Les conditions d’hébergement sont conformes à la réglementation. Acclimatation minimale de 7 jours pour les animaux provenant des fournisseurs extérieurs. Les animaux sont hébergés avec leurs congénères du même sexe (l’hébergement individuel est limité au maximum) en portoirs ventilés avec un système d’abreuvement automatique et un accès ad libitum à la nourriture et l’eau. Le milieu est enrichi avec deux enrichissements minimum et l’état des animaux est vérifié quotidiennement. Le projet a été mis au point afin de permettre une interprétation fiable des résultats dans le respect du bien-être animal.
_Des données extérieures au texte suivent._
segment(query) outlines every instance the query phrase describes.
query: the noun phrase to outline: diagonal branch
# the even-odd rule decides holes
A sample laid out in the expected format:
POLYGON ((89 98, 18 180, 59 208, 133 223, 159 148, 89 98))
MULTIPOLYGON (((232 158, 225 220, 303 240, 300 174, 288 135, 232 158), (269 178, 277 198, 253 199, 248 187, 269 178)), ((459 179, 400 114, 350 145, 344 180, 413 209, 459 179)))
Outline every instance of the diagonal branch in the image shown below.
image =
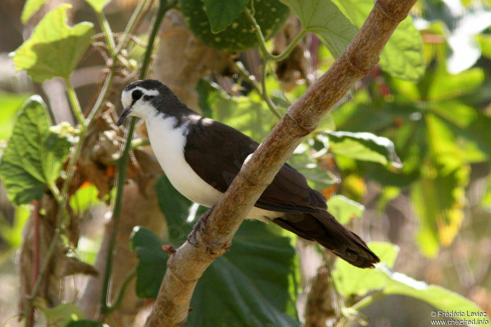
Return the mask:
POLYGON ((379 55, 416 0, 376 0, 365 24, 332 66, 292 104, 249 160, 224 196, 202 217, 194 235, 167 261, 167 269, 146 326, 183 324, 196 282, 212 262, 226 252, 245 217, 303 138, 355 83, 379 55), (205 232, 203 232, 205 231, 205 232))

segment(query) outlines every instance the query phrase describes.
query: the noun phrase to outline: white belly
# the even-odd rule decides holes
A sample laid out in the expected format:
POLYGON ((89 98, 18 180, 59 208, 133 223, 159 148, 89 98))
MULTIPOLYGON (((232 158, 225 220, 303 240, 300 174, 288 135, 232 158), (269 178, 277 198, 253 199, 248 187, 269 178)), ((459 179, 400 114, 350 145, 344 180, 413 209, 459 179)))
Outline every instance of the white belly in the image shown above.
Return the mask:
MULTIPOLYGON (((169 180, 179 193, 193 202, 206 207, 217 203, 223 194, 198 176, 184 158, 187 128, 186 124, 174 128, 177 120, 161 115, 145 120, 152 149, 169 180)), ((281 213, 253 207, 247 218, 267 222, 281 213)))

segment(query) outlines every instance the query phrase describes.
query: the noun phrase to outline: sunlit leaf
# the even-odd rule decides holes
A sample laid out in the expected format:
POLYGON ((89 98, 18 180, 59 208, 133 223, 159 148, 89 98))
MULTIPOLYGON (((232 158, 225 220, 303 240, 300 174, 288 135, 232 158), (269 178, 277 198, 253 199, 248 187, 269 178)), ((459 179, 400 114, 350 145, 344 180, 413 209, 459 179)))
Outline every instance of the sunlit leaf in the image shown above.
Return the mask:
POLYGON ((97 12, 101 12, 110 0, 85 0, 97 12))
POLYGON ((356 34, 356 28, 330 0, 280 0, 303 28, 315 33, 337 58, 356 34))
POLYGON ((70 198, 70 206, 77 215, 81 215, 89 208, 100 203, 99 190, 94 185, 82 185, 70 198))
POLYGON ((26 70, 33 80, 68 78, 91 43, 95 32, 92 23, 66 25, 66 10, 71 7, 61 4, 46 14, 14 53, 15 67, 26 70))
POLYGON ((249 0, 204 0, 205 12, 213 33, 218 33, 232 24, 244 11, 249 0))
MULTIPOLYGON (((372 0, 333 0, 357 28, 363 25, 373 7, 372 0)), ((424 74, 423 42, 408 16, 401 22, 380 55, 381 66, 394 77, 415 81, 424 74)))
POLYGON ((327 210, 341 224, 361 217, 365 207, 342 195, 335 195, 327 200, 327 210))
POLYGON ((326 131, 330 151, 350 158, 373 161, 400 168, 402 165, 394 144, 385 137, 371 133, 326 131))
POLYGON ((7 138, 15 122, 15 116, 27 99, 27 94, 7 93, 0 91, 0 140, 7 138))
POLYGON ((50 130, 50 125, 41 97, 29 98, 19 112, 0 163, 0 176, 15 204, 40 199, 59 176, 71 143, 50 130))
POLYGON ((459 294, 436 285, 428 285, 386 268, 379 269, 381 275, 385 275, 387 286, 384 293, 386 294, 402 294, 419 299, 445 312, 464 313, 466 316, 463 318, 469 320, 475 318, 476 325, 489 323, 479 307, 459 294), (469 316, 471 314, 475 316, 469 316))
POLYGON ((469 167, 463 165, 446 172, 426 163, 412 188, 411 199, 421 220, 417 240, 423 252, 434 256, 439 245, 450 245, 464 218, 465 189, 469 167))
MULTIPOLYGON (((265 227, 245 222, 230 250, 205 272, 191 301, 190 326, 300 326, 295 250, 289 238, 265 227)), ((135 227, 131 238, 139 260, 137 293, 155 297, 166 268, 164 241, 142 227, 135 227)))

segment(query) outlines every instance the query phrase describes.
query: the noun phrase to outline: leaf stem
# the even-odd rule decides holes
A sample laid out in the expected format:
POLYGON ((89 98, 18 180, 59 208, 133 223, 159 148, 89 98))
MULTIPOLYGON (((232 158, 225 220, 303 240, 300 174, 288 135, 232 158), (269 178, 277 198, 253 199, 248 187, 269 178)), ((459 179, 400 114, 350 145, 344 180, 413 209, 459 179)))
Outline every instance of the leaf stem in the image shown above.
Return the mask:
POLYGON ((85 123, 83 119, 83 115, 82 114, 82 108, 80 106, 80 102, 79 101, 79 98, 77 97, 75 90, 73 89, 70 78, 68 78, 65 80, 66 82, 67 92, 68 93, 68 99, 70 100, 70 104, 72 105, 72 109, 75 114, 77 120, 79 122, 82 129, 85 129, 85 123))
MULTIPOLYGON (((246 68, 240 61, 235 63, 235 67, 237 67, 237 69, 239 70, 239 71, 240 72, 241 75, 244 78, 247 79, 248 82, 252 85, 254 89, 256 90, 259 96, 261 96, 261 98, 266 102, 266 104, 268 104, 268 106, 269 107, 270 109, 273 112, 273 113, 274 114, 274 115, 278 118, 281 118, 281 114, 278 111, 278 109, 276 108, 276 106, 273 103, 273 101, 271 101, 271 99, 270 99, 267 94, 264 92, 265 89, 262 88, 262 87, 259 85, 259 83, 256 79, 256 77, 254 76, 251 75, 249 72, 246 70, 246 68)), ((262 73, 265 75, 265 73, 264 72, 262 73)), ((263 80, 264 80, 264 76, 262 78, 263 80)))
POLYGON ((114 51, 116 50, 116 44, 114 43, 114 39, 113 37, 112 31, 111 30, 111 26, 109 25, 108 19, 103 12, 96 11, 96 16, 97 16, 97 20, 99 21, 99 24, 101 25, 101 28, 104 32, 104 37, 106 38, 106 42, 109 47, 109 51, 111 56, 114 55, 114 51))
POLYGON ((121 287, 119 288, 119 291, 118 292, 118 294, 116 296, 116 300, 114 301, 114 304, 112 305, 108 305, 107 308, 107 311, 106 313, 110 313, 112 311, 117 309, 123 303, 123 299, 124 298, 125 293, 126 292, 126 289, 128 288, 128 285, 130 284, 130 282, 133 280, 133 278, 136 276, 136 269, 134 268, 132 270, 130 273, 126 276, 124 280, 123 281, 123 283, 121 284, 121 287))
MULTIPOLYGON (((167 5, 166 2, 167 1, 164 0, 161 0, 160 2, 159 10, 153 22, 152 30, 150 32, 148 40, 148 45, 147 47, 145 54, 143 56, 143 59, 140 70, 139 77, 140 79, 144 78, 146 76, 146 72, 150 64, 150 58, 152 54, 153 44, 164 16, 165 12, 173 6, 177 1, 172 1, 169 5, 167 5)), ((140 4, 141 4, 141 2, 140 4)), ((136 12, 137 9, 135 9, 135 12, 136 12)), ((132 18, 133 18, 132 17, 132 18)), ((136 21, 136 19, 135 20, 136 21)), ((128 30, 128 29, 127 29, 127 30, 128 30)), ((118 45, 118 48, 119 45, 119 44, 118 45)), ((136 117, 131 117, 130 120, 129 126, 125 135, 125 144, 123 148, 123 151, 121 156, 118 159, 116 163, 117 172, 116 175, 116 195, 114 198, 112 216, 111 219, 111 232, 108 242, 108 252, 106 259, 106 267, 104 269, 102 290, 101 292, 101 312, 105 315, 110 313, 111 311, 111 307, 108 304, 109 283, 110 280, 111 272, 112 269, 113 257, 114 256, 114 248, 116 246, 117 231, 122 207, 123 192, 124 190, 124 184, 126 180, 126 169, 128 167, 128 157, 129 156, 130 151, 131 149, 132 140, 133 137, 133 134, 135 132, 136 121, 137 118, 136 117)))
POLYGON ((257 22, 256 22, 256 19, 251 13, 250 11, 248 8, 246 8, 244 10, 244 12, 245 13, 247 18, 249 19, 251 24, 252 24, 252 27, 254 28, 254 33, 256 33, 256 37, 259 41, 259 47, 261 48, 261 50, 263 52, 263 56, 265 60, 279 61, 279 60, 285 59, 285 58, 288 55, 288 54, 293 49, 296 45, 297 45, 297 44, 299 43, 299 41, 300 41, 308 32, 308 31, 305 29, 303 30, 301 32, 297 34, 297 36, 294 38, 293 40, 292 40, 291 43, 288 45, 282 52, 276 55, 272 54, 268 50, 268 48, 266 46, 266 40, 264 39, 264 36, 263 35, 263 33, 261 31, 261 27, 257 24, 257 22))

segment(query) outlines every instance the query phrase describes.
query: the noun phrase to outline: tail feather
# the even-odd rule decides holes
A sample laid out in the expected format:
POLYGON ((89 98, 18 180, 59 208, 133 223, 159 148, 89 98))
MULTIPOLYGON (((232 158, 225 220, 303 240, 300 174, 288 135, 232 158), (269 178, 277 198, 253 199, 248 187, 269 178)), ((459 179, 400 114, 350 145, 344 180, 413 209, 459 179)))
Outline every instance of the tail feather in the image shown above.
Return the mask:
POLYGON ((314 241, 354 266, 373 268, 380 259, 366 243, 327 211, 285 214, 273 222, 302 238, 314 241))

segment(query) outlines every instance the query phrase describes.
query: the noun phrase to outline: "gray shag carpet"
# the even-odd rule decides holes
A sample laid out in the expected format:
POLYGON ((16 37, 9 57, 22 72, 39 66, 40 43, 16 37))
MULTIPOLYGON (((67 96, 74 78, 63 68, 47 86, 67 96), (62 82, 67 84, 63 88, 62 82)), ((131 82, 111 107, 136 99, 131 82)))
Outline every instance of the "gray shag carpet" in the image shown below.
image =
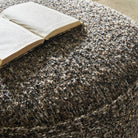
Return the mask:
POLYGON ((137 24, 88 0, 33 1, 84 25, 0 69, 0 137, 136 138, 137 24))

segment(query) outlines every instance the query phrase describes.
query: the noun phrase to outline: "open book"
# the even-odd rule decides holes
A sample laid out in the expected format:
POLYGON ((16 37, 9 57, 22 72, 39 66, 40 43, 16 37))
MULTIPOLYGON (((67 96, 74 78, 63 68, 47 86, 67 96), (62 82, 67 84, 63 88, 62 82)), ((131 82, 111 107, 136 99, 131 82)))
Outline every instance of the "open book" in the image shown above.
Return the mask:
POLYGON ((81 22, 34 2, 11 6, 0 14, 0 66, 81 22))

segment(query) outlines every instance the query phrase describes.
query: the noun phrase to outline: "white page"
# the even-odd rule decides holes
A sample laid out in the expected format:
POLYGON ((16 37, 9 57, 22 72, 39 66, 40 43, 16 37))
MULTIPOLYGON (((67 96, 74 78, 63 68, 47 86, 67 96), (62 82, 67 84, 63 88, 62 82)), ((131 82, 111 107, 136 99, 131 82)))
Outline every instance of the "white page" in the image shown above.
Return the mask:
POLYGON ((43 38, 46 38, 51 32, 61 27, 62 29, 58 30, 58 32, 53 35, 64 32, 80 24, 80 21, 75 18, 34 2, 11 6, 5 9, 2 14, 3 17, 25 27, 43 38))
MULTIPOLYGON (((44 40, 23 27, 0 18, 0 62, 37 41, 42 43, 44 40)), ((12 60, 12 57, 8 60, 12 60)))

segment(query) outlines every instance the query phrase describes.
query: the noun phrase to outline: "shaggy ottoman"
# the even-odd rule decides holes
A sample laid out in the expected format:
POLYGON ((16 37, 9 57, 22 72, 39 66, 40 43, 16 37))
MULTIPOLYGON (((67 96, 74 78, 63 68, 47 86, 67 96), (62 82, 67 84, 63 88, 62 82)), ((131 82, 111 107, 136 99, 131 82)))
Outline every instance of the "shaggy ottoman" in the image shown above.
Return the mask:
POLYGON ((136 137, 137 24, 88 0, 32 1, 84 24, 0 69, 0 137, 136 137))

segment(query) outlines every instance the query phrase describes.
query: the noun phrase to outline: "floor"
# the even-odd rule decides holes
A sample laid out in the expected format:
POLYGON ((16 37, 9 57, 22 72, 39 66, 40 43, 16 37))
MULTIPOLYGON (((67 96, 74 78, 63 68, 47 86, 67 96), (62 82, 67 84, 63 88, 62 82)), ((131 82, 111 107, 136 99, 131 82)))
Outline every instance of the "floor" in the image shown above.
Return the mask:
POLYGON ((138 0, 92 0, 131 17, 138 23, 138 0))

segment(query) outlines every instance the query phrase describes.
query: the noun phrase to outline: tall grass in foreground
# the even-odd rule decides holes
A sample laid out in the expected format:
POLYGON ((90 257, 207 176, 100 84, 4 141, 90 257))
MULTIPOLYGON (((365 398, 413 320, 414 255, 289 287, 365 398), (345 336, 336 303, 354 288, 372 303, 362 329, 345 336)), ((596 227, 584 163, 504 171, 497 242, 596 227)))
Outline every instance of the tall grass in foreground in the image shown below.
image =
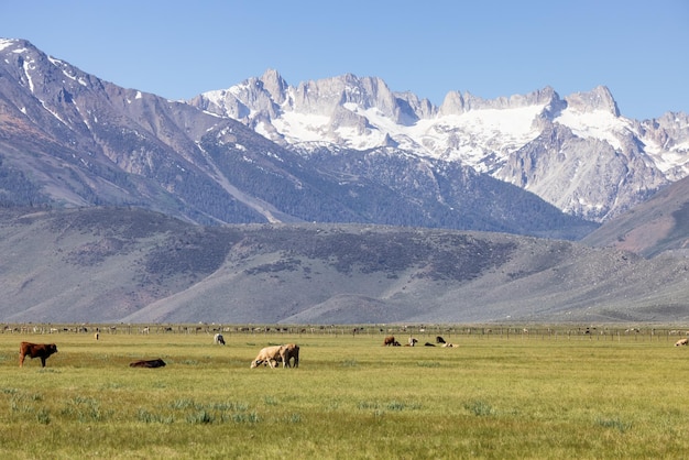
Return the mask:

Des petites maisons en carton et des carrés de coton seront intégrés dans les cages pour permettre de faire des nids. Si la maladie des souris n’est pas synchrone d’une souris à l’autre, les souris ayant du mal à se déplacer (pour cause de paralysie engendrée par la maladie) seront séparées pour éviter que les souris plus vives ne les piétinent. Elles seront alors placées en hébergement individuel ou avec les autres souris paralysées (2 à 5 souris par cage sauf cas exceptionnel et peu probable où il n’y aurait qu’une souris dans cet état). Un mélange de poudre de nourriture et d’eau (bouillie) sera proposé dans la cage aux souris ayant des difficultés à se déplacer afin d’éviter une déshydratation et une dénutrition. Une attention particulière sera portée aux yeux des souris qui seront fréquemment nettoyés (à l’eau stérile) en cas de suintement, pour éviter toute infection. De la solution antiseptique sera utilisée si les yeux paraissent trop souillés comme désinfectant. Proche du stade terminal, les souris seront surveillées 1 à 2 fois par jour, tous les jours de la semaine (week-ends inclus). Toutes les précautions seront prises afin de n’imposer aucune souffrance ou une contrainte minimale aux souris utilisées et nous avons, pour chaque procédure, défini un point limite.

Expliquer le choix des espèces et les stades de développement y afférents.

Il existe différents modèles animaux utiles pour étudier la sclérose latérale amyotrophique (SLA), souris, rats, poissons, mouches, vers. Cependant, nos questions concernent les interactions entre différents types cellulaires et la communication entre des cellules immunitaires infiltrant depuis la périphérie, dans un système nerveux central mammifère. Par conséquent, poissons, mouches, vers ne sont pas de bons modèles pour répondre à nos questions. Nous utilisons aussi des cultures cellulaires mais, celles-ci ne peuvent pas permettre d’évaluer un effet sur la progression de la maladie dans un modèle intégré et de mesurer un infiltrat cellulaire dans le système nerveux central. Nous avons donc besoin d’un modèle ayant un système nerveux central, un système vasculaire et un système nerveux périphérique, donc, un système animal. Nous avons une grande expérience des souris et le modèle est mieux établi chez la souris que chez le rat, c’est pourquoi nous avons décidé d’utiliser les souris comme modèle pour ce projet. C’est dans l’espèce souris que le modèle de SLA est le plus représentatif de la progression de la maladie qui se développe chez les patients atteints de SLA. Les souris SLA seront utilisées à l’âge adulte entre 7 semaines et 24 semaines pour les modèles à progression rapide et entre 7 semaines et 52 semaines pour le modèle à progression lente. L’utilisation de modèles murins dans ce projet va donc permettre d’évaluer l’effet du traitement sur la progression de la maladie, et évaluer la possibilité d’un essai thérapeutique chez l’homme.